Let $P:\Gamma(E)\rightarrow\Gamma(F)$ be an elliptic partial differential operator, with index $=0$ and closed image of codimension $=1$, between spaces $\Gamma(E)$ and $\Gamma(F)$ of smooth sections of vector bundles $E\rightarrow M$ and $F\rightarrow M$ on a compact Riemannian manifold $(M,g)$ without boundary.
Question: What is the elliptic operator's associated Green's operator?
More concretely, $(M,g)=(\mathbb{S}^m,g)$ be the unit $m$-sphere with constant curvature =1 metric $g$, so $\text{Ricc}(g)=g$. Also let $E=F=S^2\mathbb{S}^m$, the space of $2$-covariant tensors on $\mathbb{S}^m$. Consider the operator: \begin{align*} P:\Gamma(S^2\mathbb{S}^m)&\rightarrow\Gamma(S^2\mathbb{S}^m)\\ h&\mapsto Ph_{ij}=\frac{1}{2}g^{kl}(\nabla_i\nabla_jh_{kl}+\nabla_k\nabla_lh_{ij}). \end{align*} The symbol is: $$ \sigma_P(\xi)h_{ij}=\frac{1}{2}g^{kl}(\xi_i\xi_jh_{kl}+\xi_k\xi_lh_{ij}). $$ We can show that $P$ is elliptic with index $=0$ and closed image of codimension $=1$.
Question: What is the Green's operator of $P$?

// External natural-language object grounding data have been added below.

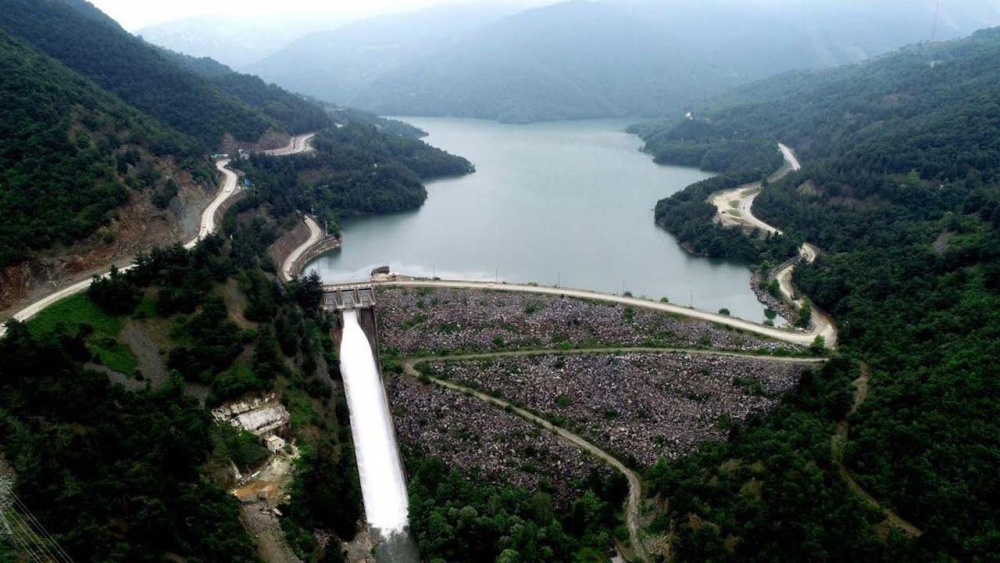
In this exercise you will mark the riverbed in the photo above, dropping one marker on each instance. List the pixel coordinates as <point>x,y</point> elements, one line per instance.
<point>564,203</point>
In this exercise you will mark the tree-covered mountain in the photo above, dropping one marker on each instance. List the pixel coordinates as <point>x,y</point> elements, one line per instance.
<point>335,66</point>
<point>295,113</point>
<point>70,153</point>
<point>96,124</point>
<point>584,59</point>
<point>84,39</point>
<point>901,192</point>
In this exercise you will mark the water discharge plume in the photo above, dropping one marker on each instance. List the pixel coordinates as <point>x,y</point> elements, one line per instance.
<point>382,483</point>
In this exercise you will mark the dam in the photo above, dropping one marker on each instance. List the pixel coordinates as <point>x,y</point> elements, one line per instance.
<point>383,482</point>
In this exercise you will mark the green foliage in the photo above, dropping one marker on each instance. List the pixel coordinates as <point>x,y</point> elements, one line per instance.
<point>111,473</point>
<point>456,520</point>
<point>243,448</point>
<point>355,170</point>
<point>97,331</point>
<point>295,113</point>
<point>95,46</point>
<point>709,146</point>
<point>898,151</point>
<point>61,139</point>
<point>115,294</point>
<point>214,342</point>
<point>689,216</point>
<point>326,493</point>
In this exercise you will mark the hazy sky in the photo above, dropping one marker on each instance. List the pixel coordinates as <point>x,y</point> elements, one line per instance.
<point>135,14</point>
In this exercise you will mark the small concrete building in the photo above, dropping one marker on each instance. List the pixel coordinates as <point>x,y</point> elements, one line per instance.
<point>274,444</point>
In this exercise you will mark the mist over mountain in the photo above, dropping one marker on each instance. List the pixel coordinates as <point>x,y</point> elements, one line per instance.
<point>587,59</point>
<point>337,65</point>
<point>230,40</point>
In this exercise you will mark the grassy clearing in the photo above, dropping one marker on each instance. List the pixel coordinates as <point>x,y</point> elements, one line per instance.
<point>78,310</point>
<point>73,312</point>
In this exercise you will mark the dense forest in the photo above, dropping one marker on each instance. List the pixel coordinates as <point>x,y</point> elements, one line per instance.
<point>358,168</point>
<point>83,38</point>
<point>455,519</point>
<point>110,493</point>
<point>92,116</point>
<point>70,153</point>
<point>900,192</point>
<point>296,114</point>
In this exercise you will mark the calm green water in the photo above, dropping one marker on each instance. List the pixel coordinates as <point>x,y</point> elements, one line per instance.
<point>568,203</point>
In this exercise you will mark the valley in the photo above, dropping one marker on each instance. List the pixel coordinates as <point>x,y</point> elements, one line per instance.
<point>633,282</point>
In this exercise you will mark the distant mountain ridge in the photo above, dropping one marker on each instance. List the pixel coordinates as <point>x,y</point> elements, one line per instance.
<point>578,59</point>
<point>106,140</point>
<point>89,42</point>
<point>335,66</point>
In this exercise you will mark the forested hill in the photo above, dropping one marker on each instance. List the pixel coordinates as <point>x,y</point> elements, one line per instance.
<point>901,191</point>
<point>70,152</point>
<point>84,39</point>
<point>296,114</point>
<point>568,61</point>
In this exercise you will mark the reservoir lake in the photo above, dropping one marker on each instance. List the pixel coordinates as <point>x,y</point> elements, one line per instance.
<point>567,203</point>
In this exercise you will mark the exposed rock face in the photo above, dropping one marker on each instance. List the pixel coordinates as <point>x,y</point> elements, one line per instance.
<point>261,416</point>
<point>136,227</point>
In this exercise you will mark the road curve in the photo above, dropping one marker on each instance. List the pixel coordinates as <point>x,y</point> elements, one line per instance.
<point>298,144</point>
<point>315,234</point>
<point>744,196</point>
<point>801,338</point>
<point>229,188</point>
<point>633,506</point>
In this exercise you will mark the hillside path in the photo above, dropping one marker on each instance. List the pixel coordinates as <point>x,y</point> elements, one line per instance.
<point>229,188</point>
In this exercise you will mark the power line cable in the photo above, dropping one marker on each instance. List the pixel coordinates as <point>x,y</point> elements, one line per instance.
<point>32,536</point>
<point>38,525</point>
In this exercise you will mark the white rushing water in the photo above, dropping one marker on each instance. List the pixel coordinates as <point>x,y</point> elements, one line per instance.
<point>382,483</point>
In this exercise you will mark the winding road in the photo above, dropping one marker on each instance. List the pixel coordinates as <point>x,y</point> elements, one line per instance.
<point>634,505</point>
<point>229,188</point>
<point>742,198</point>
<point>633,512</point>
<point>315,235</point>
<point>837,453</point>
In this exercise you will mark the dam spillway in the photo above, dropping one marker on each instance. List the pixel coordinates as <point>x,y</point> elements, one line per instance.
<point>383,485</point>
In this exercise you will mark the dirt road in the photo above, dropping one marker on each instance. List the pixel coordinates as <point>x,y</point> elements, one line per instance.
<point>634,504</point>
<point>229,188</point>
<point>315,234</point>
<point>741,200</point>
<point>837,452</point>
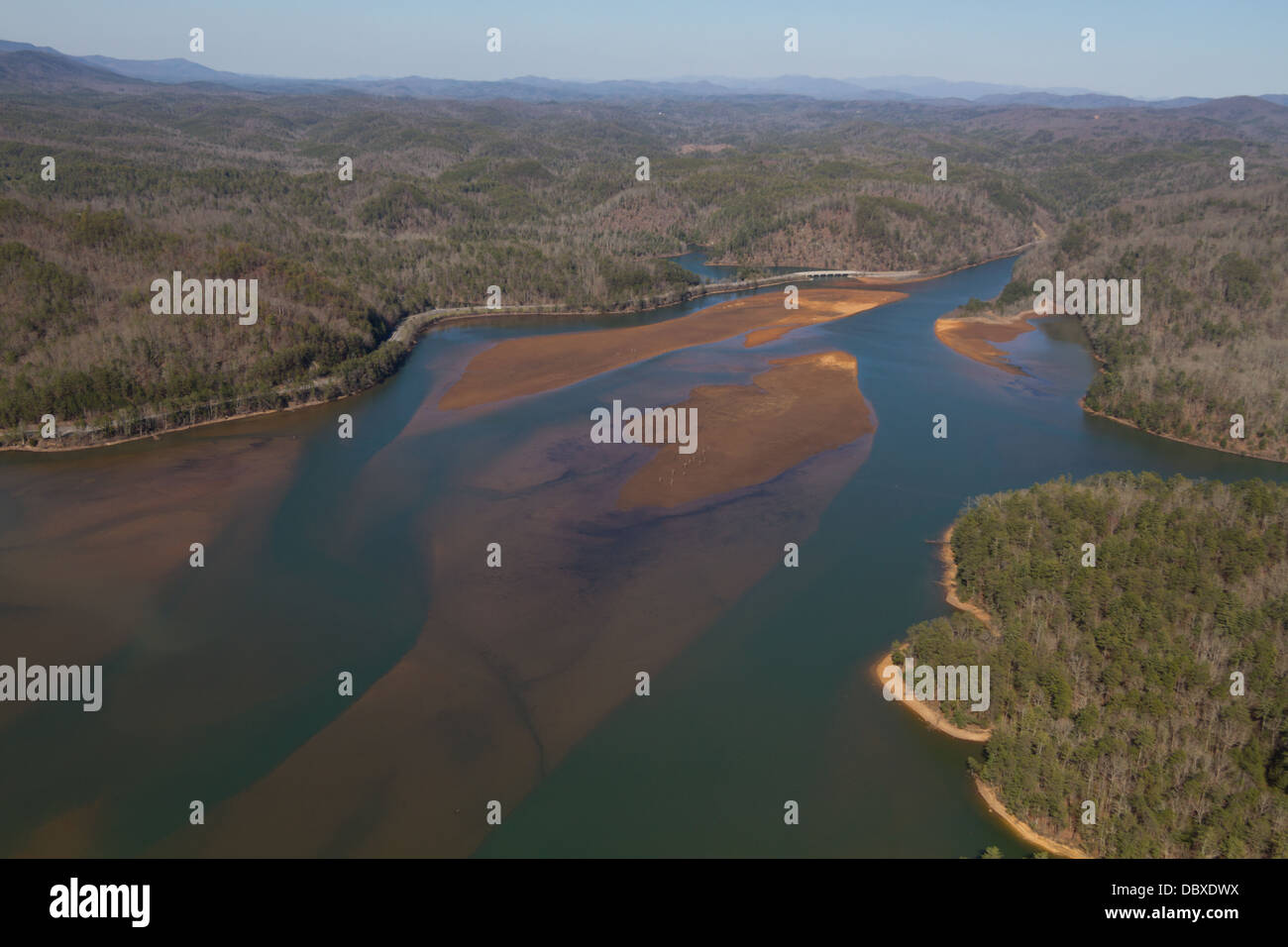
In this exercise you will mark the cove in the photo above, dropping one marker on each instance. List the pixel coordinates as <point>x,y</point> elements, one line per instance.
<point>369,556</point>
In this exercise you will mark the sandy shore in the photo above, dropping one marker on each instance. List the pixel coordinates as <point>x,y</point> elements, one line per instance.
<point>751,433</point>
<point>949,582</point>
<point>1021,828</point>
<point>537,364</point>
<point>975,338</point>
<point>930,714</point>
<point>926,710</point>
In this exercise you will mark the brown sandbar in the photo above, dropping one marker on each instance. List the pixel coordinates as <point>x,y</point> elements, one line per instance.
<point>751,433</point>
<point>537,364</point>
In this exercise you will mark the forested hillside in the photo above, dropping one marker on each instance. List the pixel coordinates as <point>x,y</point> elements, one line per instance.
<point>1212,341</point>
<point>449,198</point>
<point>1113,682</point>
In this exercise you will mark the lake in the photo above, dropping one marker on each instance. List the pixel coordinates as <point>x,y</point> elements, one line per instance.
<point>516,684</point>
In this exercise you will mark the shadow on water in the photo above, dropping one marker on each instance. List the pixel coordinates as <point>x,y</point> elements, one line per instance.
<point>233,668</point>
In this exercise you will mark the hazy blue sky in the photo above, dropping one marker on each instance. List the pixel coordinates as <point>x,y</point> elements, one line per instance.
<point>1149,48</point>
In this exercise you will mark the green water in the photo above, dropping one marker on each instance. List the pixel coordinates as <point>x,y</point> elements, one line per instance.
<point>219,677</point>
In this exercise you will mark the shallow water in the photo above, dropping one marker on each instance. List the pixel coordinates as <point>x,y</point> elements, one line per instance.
<point>516,684</point>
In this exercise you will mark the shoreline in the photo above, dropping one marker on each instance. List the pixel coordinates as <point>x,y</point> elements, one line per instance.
<point>978,338</point>
<point>936,720</point>
<point>413,326</point>
<point>180,428</point>
<point>949,582</point>
<point>1022,828</point>
<point>1082,403</point>
<point>926,711</point>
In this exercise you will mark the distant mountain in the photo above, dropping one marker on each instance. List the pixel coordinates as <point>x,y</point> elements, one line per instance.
<point>54,69</point>
<point>46,72</point>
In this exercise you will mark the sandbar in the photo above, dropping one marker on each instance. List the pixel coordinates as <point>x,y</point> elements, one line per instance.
<point>751,433</point>
<point>537,364</point>
<point>975,338</point>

Reference request: A good reference on Green's operators for elliptic partial differential operators would be welcomed.
Addition: There is mention of Green's operator on pages 157 & 158 of Hamilton's 1982 paper The Inverse Function Theorem of Nash and Moser. In the context of the above, it goes roughly as follows:
Choose finite dimensional vector spaces $N$ and $M$ and continuous linear maps $$ j:\Gamma(S^2\mathbb{S}^m)\rightarrow N\qquad\text{and}\qquad i:M\rightarrow\Gamma(S^2\mathbb{S}^m). $$ Define another map \begin{align*} L:\Gamma(S^2\mathbb{S}^m)\times M&\rightarrow\Gamma(S^2\mathbb{S}^m)\times N\\ (h,x)&\mapsto L(h,x)=(Ph+ix,jh), \end{align*} which is required to be invertible. Then Theorem 3.3.3. states that:
- The inverse map $$ L^{-1}:\Gamma(S^2\mathbb{S}^m)\times N\rightarrow\Gamma(S^2\mathbb{S}^m)\times M $$ is a smooth, tame, and linear.
- For each $k\in\Gamma(S^2\mathbb{S}^m)$ there is a unique $h\in\text{kernal}\,j$ such that $Ph-k\in\text{image}\,i$. The resulting map \begin{align*} G:\Gamma(S^2\mathbb{S}^m)&\rightarrow\text{kernal}\,j\\ k&\mapsto Gk=h \end{align*} is smooth, tame, and linear, and is called the Green's operator of $P$.
New question: I'm wondering how to adapt this construction to the map $P$ above. What would the finite-dimensional vector spaces $N$ and $M$, and the maps $j$ and $i$, be to make this construction work?